SAC is a film worth-watching, but know why it is worth watching before embarking. It will not leave you with thoughts, feelings or questions, nor much sense of the plot. At most a few images and sequences will remain. For them, the film exists.      

1 comment:

  1. Sorry I did not have time to watch the film (though I have resources…), but I might never see (for there are so many good things out there). Cobra is indeed a perfect fantasy for teenager boy (not to be with him, of course), but to be him. His outlaw identity echoes the rebelliousness of adolescents, whilst his good humour (goofiness) makes him likeable (with a boy’s heart), and the writer is thus able to move away from much heavier and more depressing atmosphere of such life (in realistic depiction). His identity can be found across the human culture as a gentleman thief. There is Robin Hood for English folklore, but Chinese and Japanese folklores also have such archetype, (an outlaw with a righteous heart, generally reflecting that the depressed attitude among civilians that justice is unattainable by lawful means).

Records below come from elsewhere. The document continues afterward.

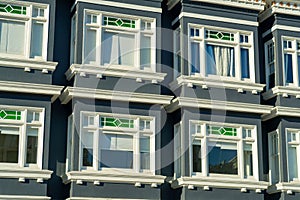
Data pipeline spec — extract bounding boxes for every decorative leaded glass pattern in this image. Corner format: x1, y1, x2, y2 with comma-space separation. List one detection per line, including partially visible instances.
100, 117, 134, 128
0, 4, 26, 15
0, 110, 21, 120
205, 30, 234, 41
207, 126, 237, 136
104, 17, 135, 28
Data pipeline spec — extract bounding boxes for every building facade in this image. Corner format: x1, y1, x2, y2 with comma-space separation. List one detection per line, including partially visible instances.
0, 0, 300, 200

Still, even if such person does exist, he or she is romanticised by the legend (they are always young, strong, handsome, adored by all, romantic, clever). Before the official creation time for the manga that this film is based on (1978), Star War has just released (1977), and Han Solo of course is such archetype, and the science fiction background is similar (space, good vs. evil). James Bond (created by 1953) is another good variation of such type. In recent time, we have the Star-Lord from Guardians of the Galaxy.

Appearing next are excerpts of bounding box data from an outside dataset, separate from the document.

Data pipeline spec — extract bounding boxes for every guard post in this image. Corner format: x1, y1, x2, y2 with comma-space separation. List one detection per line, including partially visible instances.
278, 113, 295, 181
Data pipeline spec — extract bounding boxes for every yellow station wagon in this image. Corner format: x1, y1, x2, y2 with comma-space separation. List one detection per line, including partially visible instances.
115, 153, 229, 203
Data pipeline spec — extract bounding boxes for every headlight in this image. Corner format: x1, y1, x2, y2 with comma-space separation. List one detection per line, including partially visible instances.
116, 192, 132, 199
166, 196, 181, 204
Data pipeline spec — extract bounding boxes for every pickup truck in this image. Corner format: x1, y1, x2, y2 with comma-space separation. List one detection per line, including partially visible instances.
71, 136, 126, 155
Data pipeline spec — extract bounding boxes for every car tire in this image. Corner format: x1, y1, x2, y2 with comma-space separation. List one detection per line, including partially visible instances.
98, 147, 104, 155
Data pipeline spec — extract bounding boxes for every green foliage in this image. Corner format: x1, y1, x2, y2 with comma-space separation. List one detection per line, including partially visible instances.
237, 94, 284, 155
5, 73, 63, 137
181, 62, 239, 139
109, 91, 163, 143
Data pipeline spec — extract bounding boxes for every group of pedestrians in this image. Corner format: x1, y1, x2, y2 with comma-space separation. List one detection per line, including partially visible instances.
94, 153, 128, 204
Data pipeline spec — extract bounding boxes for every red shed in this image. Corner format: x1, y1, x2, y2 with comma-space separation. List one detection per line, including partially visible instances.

    But because we have created the good male part of the story, we must throw him a love interest (usually or always in the form of a sexy woman, femme fatale, dangerous but… that why James Bond changes the female partners a lot), somehow, if their sexual appealing is not their only requirement, it would be the most obvious. However, the male is irreplaceable (as our protagonist), but our love interest is interchangeable, replaceable, deposable (their function is to expand the male-centred narrative, but this is unfair, it can be that their life just happen to intertwine, at least I hope the female characters would have such strong characterisation). Then actually they need a sidekick, Robin Hood and Little John, Han Solo and Chewbacca, Cobra and Lady Armaroid (with almost always a male-male deep bond of trust, but Lady Armaroid is a female cyborg, I wonder why when the technology is so advanced, first, all the cyborg has still a gender binary, and the plot is still very traditional, because the audience as well as creator is still not there yet, so female and racial representation in earlier science fiction can be a little bit… problematic). Yes, Lady Armaroid, a female robot with perfect body obeying the order of a male, so royal, so willing, so… I would not deny her own agency, but there is always a certain aspect we need to discuss when such artistic choice is made by human.
    Then we have villains as well, they generally follow the same rule as female love interest, as deposable, replaceable, and interchangeable, but they are pushed to be villains, that is, non-human territory (as villains generally are, until we must all give their a tragic background story). They are cruel, clever, and they always have minions for hero to kill. Come to think of it, Doctor Who is thus a perfect example for such archetype (gentleman, solo, outcast, clever, charming, high-technology…), with various non-human villains, and several changeable female assistant (love interest & sidekick, but no necessary).
    The problem for such archetype is that all the rest element would begin to surround him rather than to have more diversity (if we choose to focus on him, that is, Star War pushes such archetype secondarily, but then we have chosen-one…).
    But perhaps one of the most important feature for this archetype is the ability to live two identity as an outlaw and the disguise, or perhaps unlawful but justice (double identity, therefore, spy can fall into the same trend), which is perfect to create an adventure naturally.